Si Séduite et abandonnée (1964) a été réalisé après Divorce à l’italienne (1961), il aurait tout à fait pu le précéder et initier la fameuse trilogie italienne terminée en 1965 avec Ces messieurs dames. Malgré leurs aspects comiques et satiriques, ces trois films dans leur ensemble constituent un témoignage frappant du machisme italien qui pouvait régner à l’époque et des lois stupides et dépassées alors en régulation. Les femmes y sont considérées comme des proies innocentes et fragiles alors que les hommes sont de leur côté des fauves en ruts, dont l’honneur est plus important que toute autre notion, et qui se place au-dessus des lois.
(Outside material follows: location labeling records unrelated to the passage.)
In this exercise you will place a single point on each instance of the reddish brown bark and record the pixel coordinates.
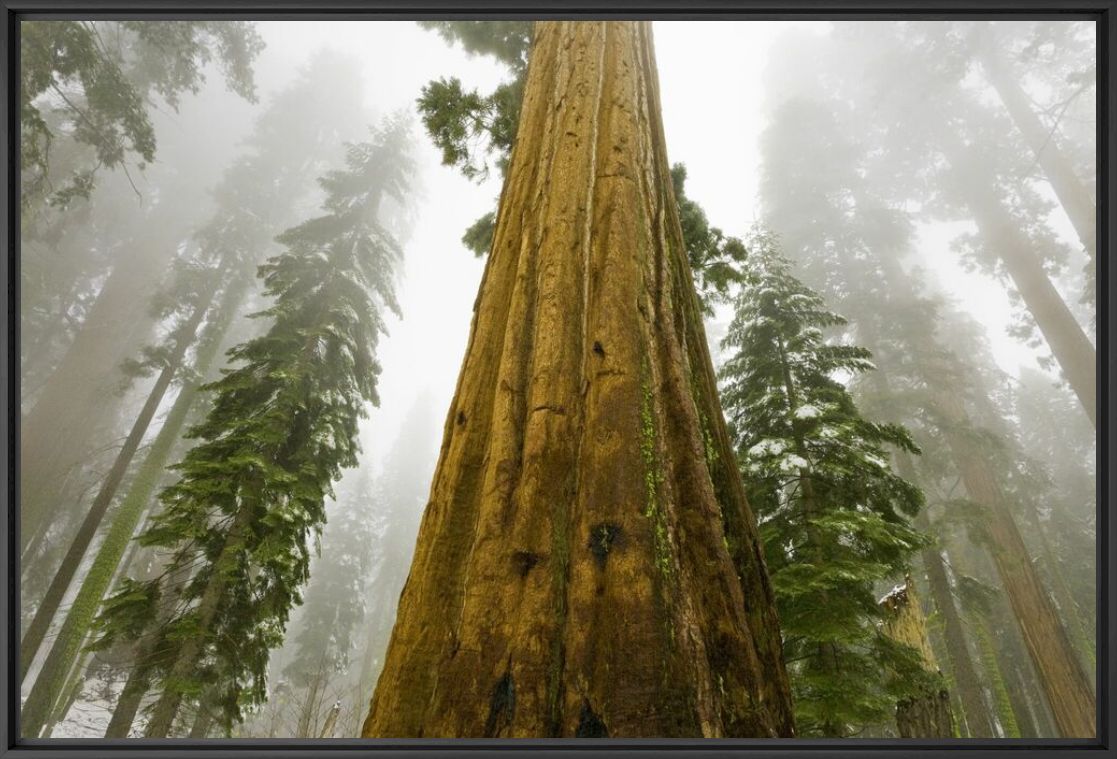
(588, 565)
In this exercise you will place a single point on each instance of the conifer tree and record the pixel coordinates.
(833, 516)
(588, 563)
(259, 192)
(335, 606)
(475, 133)
(91, 82)
(250, 494)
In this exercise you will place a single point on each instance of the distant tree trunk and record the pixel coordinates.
(327, 729)
(202, 722)
(35, 633)
(588, 565)
(135, 688)
(96, 582)
(928, 714)
(187, 656)
(1066, 685)
(78, 400)
(975, 715)
(1065, 337)
(309, 707)
(1072, 193)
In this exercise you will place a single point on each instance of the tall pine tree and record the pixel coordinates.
(833, 516)
(251, 493)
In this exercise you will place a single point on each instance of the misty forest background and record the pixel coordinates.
(249, 262)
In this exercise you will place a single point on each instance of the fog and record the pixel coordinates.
(792, 126)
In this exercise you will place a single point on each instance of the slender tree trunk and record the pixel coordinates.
(1065, 337)
(185, 660)
(1066, 685)
(97, 580)
(571, 576)
(70, 693)
(327, 729)
(927, 714)
(309, 708)
(35, 633)
(974, 714)
(127, 705)
(78, 400)
(1073, 196)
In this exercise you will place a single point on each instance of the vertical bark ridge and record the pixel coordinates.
(572, 575)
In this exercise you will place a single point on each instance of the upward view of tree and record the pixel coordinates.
(89, 81)
(853, 249)
(475, 133)
(541, 521)
(833, 516)
(250, 495)
(794, 436)
(208, 286)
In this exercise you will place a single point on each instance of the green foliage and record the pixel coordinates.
(475, 132)
(335, 606)
(832, 514)
(91, 81)
(469, 127)
(250, 494)
(715, 259)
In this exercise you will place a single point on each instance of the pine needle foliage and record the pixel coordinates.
(833, 518)
(249, 500)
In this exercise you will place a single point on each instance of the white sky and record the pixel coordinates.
(712, 126)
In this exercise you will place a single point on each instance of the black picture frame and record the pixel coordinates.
(1104, 12)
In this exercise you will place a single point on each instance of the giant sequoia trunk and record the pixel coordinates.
(1000, 231)
(1072, 193)
(1066, 685)
(586, 565)
(927, 714)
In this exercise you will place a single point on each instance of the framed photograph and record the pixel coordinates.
(700, 378)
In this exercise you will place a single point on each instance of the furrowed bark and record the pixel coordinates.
(1067, 689)
(927, 714)
(572, 575)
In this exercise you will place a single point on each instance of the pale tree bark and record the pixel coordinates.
(1073, 196)
(1067, 688)
(927, 714)
(588, 565)
(36, 632)
(97, 579)
(1069, 344)
(78, 400)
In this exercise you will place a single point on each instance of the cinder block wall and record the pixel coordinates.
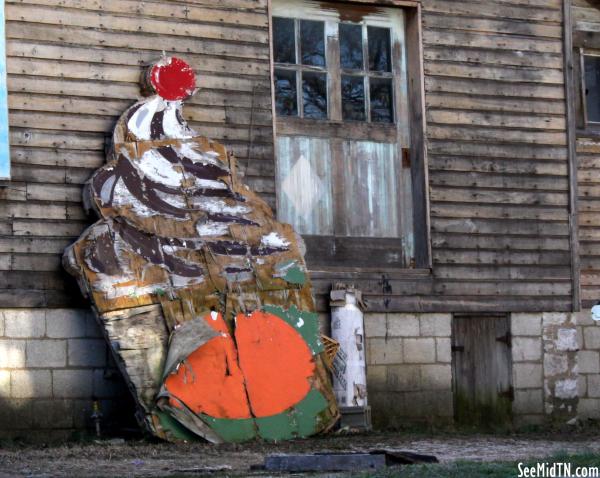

Comme souvent dans la culture italienne, le patriarche décide de tout et porte la mainmise sur les affaires de cœur de chacun de ses membres, quitte à blesser, frapper et martyriser ses enfants pour garder la tête haute. Le personnage de Vincenzo Ascalone, interprété de façon époustouflante par Saro Urzi, fait parti de ces êtres égoïstes et sans foi près à sacrifier chacun de ses enfants pour apparaître comme l’homme parfait et respecté.
Le mariage non voulu et forcé entre Agnese et le loser Peppino annonce à la fin de Séduite et Abandonnée le couple décomposé et imparfait de Féfé et Rosalia dans Divorce à l’italienne. Si Féfé a une envie de meurtre, Peppino cherche par tous les moyens à se dédouaner d’une erreur de jeunesse qui lui vaudra une punition exemplaire. La force et le talent du réalisateur Pietro Germi naissent de cette idée de planter un décor suffocant situé en plein mois d’aout dans un petit village de Sicile où aucun secret ne peut être gardé, où les rumeurs vont bon train et où la moindre nouvelle présence féminine suffit à rendre les males hors d’eux même. Si les œuvres de Germi commencent comme des comédies, elles se terminent comme des drames puissants et violents où la fatalité s’impose au final d’elle-même.
A travers le lot des ressortis d’été, ne manquez pas aussi la reprise d’Elle et lui de Leo McCarey ainsi qu’ Il était une fois dans l’ouest de Sergio Leone avant de (re)voir La Terrasse d’Ettore Scola.